On reconnaît simplement les « durs » à leur prédication fréquente sur la Crise de l'Eglise, sur la mise en garde doctrinale et souvent morale. L'image d'Epinal est ce prêtre qui prêche sur la tenue vestimentaire, et a placé un panneau très explicatif à l'entrée de la chapelle. A l'occasion du décès de Jean-Paul II, ces « durs » n'ont pas obéi à l'ordre de discrétion et ont souvent tout de suite fait un bilan assez sombre de ce pape.
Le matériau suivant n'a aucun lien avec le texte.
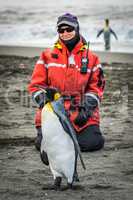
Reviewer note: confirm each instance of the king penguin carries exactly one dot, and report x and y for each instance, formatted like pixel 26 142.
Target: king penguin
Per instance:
pixel 59 147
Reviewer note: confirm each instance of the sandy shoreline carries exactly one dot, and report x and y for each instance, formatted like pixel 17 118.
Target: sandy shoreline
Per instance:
pixel 109 173
pixel 32 51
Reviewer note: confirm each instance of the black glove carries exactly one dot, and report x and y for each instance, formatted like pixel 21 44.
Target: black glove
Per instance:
pixel 50 92
pixel 41 98
pixel 86 111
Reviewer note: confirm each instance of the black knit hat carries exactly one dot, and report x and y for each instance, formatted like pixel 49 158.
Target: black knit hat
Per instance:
pixel 68 19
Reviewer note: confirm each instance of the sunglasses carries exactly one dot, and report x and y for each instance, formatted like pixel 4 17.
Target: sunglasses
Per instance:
pixel 67 29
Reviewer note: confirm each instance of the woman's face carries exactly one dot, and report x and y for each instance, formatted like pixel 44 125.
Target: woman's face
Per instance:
pixel 66 32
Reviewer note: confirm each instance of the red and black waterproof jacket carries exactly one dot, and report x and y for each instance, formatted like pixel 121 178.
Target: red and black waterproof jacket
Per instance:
pixel 61 69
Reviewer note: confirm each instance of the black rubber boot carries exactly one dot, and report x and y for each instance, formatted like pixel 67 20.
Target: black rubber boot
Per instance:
pixel 38 138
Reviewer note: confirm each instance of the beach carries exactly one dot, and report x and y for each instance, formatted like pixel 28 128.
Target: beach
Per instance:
pixel 109 172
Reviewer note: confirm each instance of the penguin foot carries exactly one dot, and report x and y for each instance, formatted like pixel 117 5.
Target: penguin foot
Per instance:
pixel 44 158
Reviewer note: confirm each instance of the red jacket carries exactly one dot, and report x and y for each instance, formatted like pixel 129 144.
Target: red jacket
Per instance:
pixel 61 69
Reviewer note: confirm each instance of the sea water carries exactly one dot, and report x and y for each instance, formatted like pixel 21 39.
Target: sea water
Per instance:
pixel 33 22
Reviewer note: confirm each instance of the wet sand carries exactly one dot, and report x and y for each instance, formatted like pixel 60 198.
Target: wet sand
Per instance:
pixel 109 173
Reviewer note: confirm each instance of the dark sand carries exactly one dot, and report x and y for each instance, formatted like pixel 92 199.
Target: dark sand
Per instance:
pixel 109 173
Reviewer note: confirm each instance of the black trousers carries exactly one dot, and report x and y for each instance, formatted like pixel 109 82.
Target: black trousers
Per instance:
pixel 90 139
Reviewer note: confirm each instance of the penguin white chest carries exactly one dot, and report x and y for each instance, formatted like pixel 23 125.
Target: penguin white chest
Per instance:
pixel 58 145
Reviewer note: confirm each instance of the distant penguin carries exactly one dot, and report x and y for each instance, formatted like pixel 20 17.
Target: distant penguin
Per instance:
pixel 59 147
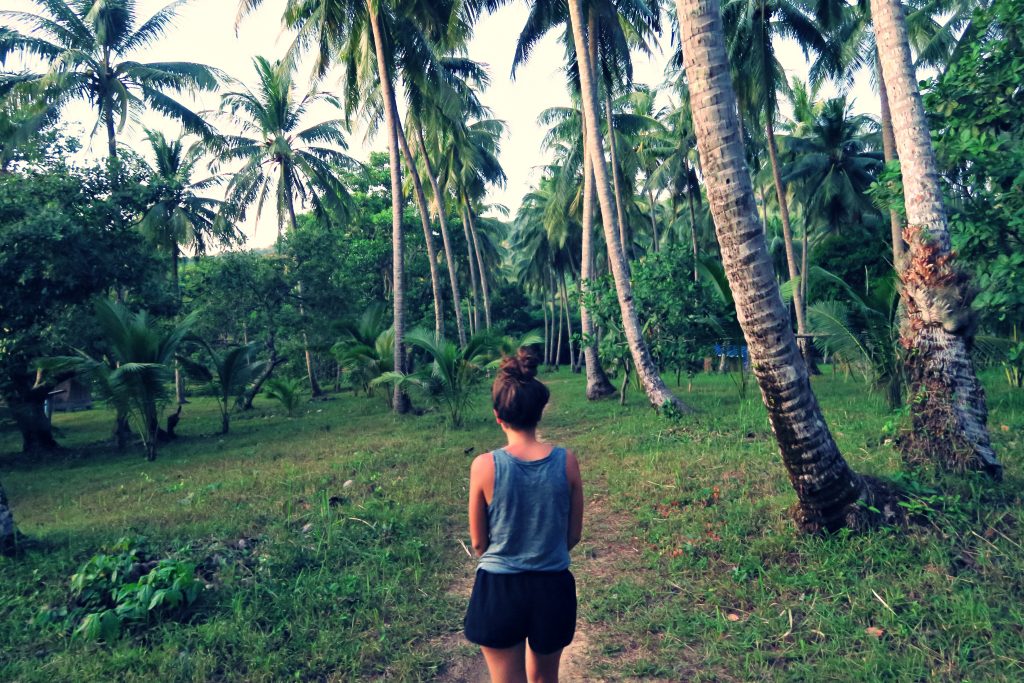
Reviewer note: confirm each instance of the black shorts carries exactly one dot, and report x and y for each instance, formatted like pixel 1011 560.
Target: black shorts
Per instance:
pixel 537 606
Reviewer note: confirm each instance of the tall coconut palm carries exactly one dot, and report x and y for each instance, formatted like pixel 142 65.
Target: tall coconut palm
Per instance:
pixel 830 160
pixel 370 39
pixel 829 494
pixel 282 158
pixel 89 47
pixel 8 531
pixel 180 217
pixel 948 409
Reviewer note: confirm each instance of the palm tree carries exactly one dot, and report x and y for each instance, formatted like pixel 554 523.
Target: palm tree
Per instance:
pixel 283 158
pixel 374 42
pixel 8 531
pixel 233 370
pixel 948 410
pixel 657 392
pixel 134 377
pixel 89 45
pixel 829 494
pixel 180 217
pixel 832 159
pixel 752 27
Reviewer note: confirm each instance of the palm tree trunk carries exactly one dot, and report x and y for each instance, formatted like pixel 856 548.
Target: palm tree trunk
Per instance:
pixel 598 385
pixel 653 220
pixel 479 264
pixel 428 238
pixel 889 154
pixel 657 392
pixel 948 409
pixel 472 270
pixel 400 401
pixel 620 205
pixel 568 319
pixel 112 136
pixel 442 223
pixel 828 492
pixel 8 531
pixel 547 334
pixel 556 311
pixel 791 258
pixel 314 387
pixel 693 232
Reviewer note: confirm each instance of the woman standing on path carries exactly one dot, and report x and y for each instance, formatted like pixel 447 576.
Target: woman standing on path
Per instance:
pixel 525 513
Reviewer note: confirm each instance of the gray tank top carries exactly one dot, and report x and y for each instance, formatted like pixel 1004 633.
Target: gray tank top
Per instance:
pixel 528 515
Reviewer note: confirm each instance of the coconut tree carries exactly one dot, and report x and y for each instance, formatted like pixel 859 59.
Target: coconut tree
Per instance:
pixel 753 27
pixel 89 47
pixel 829 494
pixel 8 531
pixel 134 375
pixel 657 392
pixel 180 217
pixel 371 41
pixel 283 157
pixel 948 409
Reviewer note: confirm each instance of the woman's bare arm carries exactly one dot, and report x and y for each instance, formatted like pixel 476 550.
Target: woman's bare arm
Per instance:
pixel 481 480
pixel 576 499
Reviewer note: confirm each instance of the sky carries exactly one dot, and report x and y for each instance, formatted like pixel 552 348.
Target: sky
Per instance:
pixel 205 32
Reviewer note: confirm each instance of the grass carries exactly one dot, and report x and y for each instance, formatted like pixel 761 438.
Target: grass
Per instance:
pixel 690 567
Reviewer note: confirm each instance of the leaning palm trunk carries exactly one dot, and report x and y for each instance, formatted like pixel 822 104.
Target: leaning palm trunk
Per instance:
pixel 475 318
pixel 657 392
pixel 624 233
pixel 8 532
pixel 829 494
pixel 889 154
pixel 947 403
pixel 568 318
pixel 442 223
pixel 791 257
pixel 598 385
pixel 479 264
pixel 400 402
pixel 428 237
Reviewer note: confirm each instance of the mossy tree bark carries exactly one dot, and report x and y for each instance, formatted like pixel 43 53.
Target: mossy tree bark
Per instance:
pixel 830 496
pixel 947 402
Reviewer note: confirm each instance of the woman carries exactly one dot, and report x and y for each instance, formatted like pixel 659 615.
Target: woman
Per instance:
pixel 525 513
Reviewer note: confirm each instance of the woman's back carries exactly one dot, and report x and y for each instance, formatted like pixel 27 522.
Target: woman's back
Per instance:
pixel 528 514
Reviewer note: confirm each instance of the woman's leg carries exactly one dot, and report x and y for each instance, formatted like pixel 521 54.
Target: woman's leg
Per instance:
pixel 543 668
pixel 507 665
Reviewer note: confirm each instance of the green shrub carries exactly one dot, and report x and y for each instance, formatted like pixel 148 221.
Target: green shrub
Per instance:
pixel 114 591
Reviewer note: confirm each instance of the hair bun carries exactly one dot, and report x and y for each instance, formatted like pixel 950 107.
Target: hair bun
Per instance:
pixel 522 366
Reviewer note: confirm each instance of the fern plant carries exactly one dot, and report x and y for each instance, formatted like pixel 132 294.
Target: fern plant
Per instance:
pixel 288 392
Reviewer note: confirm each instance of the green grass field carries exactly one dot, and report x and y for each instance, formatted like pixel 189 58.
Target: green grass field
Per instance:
pixel 690 567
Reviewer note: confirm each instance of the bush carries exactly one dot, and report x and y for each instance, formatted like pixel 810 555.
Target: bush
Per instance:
pixel 114 591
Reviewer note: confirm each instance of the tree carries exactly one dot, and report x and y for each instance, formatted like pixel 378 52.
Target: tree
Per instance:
pixel 282 157
pixel 180 217
pixel 68 236
pixel 233 370
pixel 752 27
pixel 656 390
pixel 88 46
pixel 829 494
pixel 133 376
pixel 947 408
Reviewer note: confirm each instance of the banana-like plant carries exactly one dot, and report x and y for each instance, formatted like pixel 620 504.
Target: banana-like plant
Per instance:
pixel 232 371
pixel 863 333
pixel 133 377
pixel 286 391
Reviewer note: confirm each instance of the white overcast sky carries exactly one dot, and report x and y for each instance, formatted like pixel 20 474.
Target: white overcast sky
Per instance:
pixel 205 33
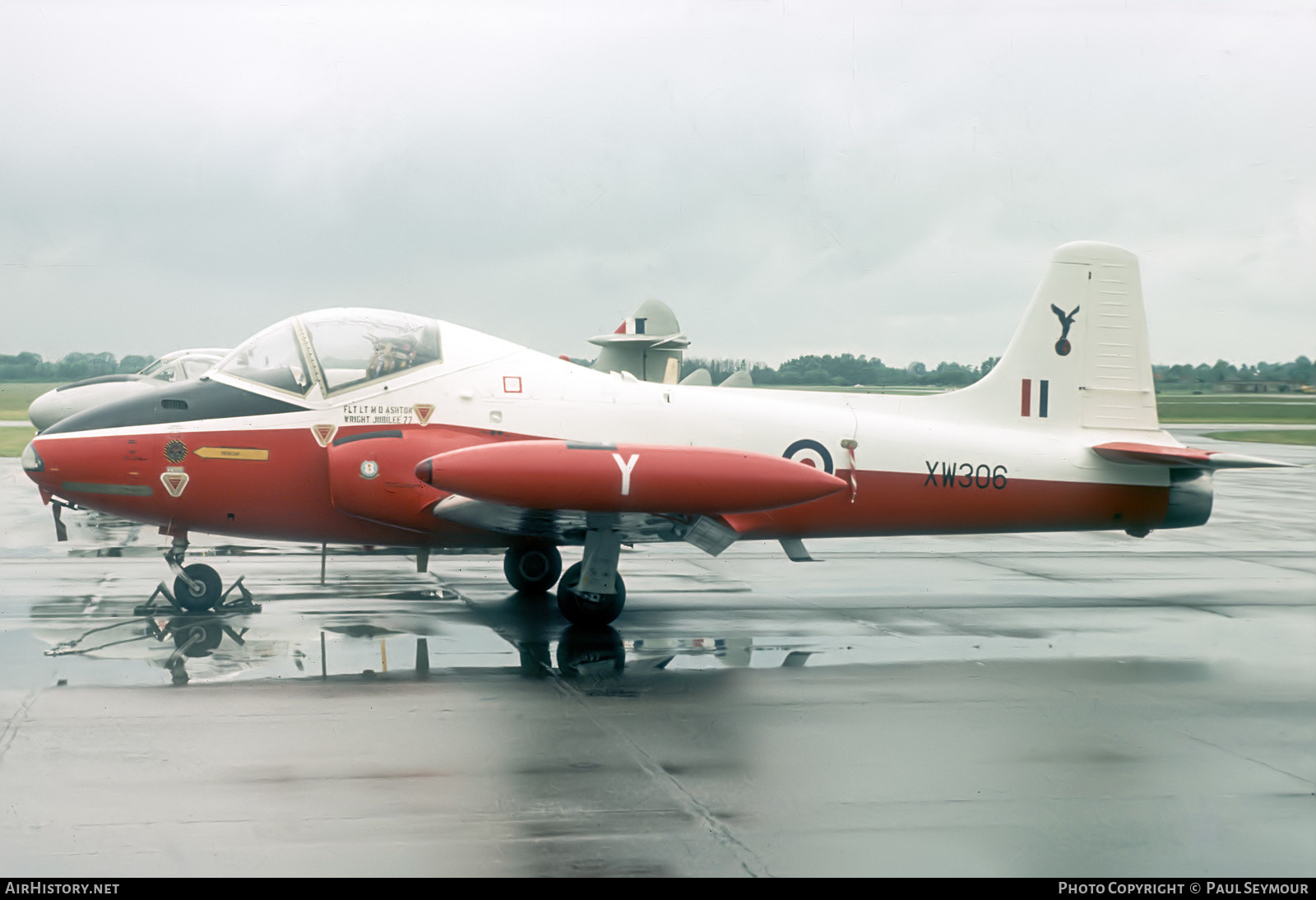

Ils ont ensuite mis en garde les fidèles contre un certain enthousiasme, du moins une assez forte espérance (plus qu'une lueur) qu'a fait naître l'élection de Benoît XVI. Ils ont fait immédiatement des sermons en ce sens, écrit des articles comme celui du Combat de la Foi de Monsieur l'abbé Pivert qui va placer cinq fois la photo de l'ancien Cardinal Ratzinger aux côtés de la femme évêque luthérienne.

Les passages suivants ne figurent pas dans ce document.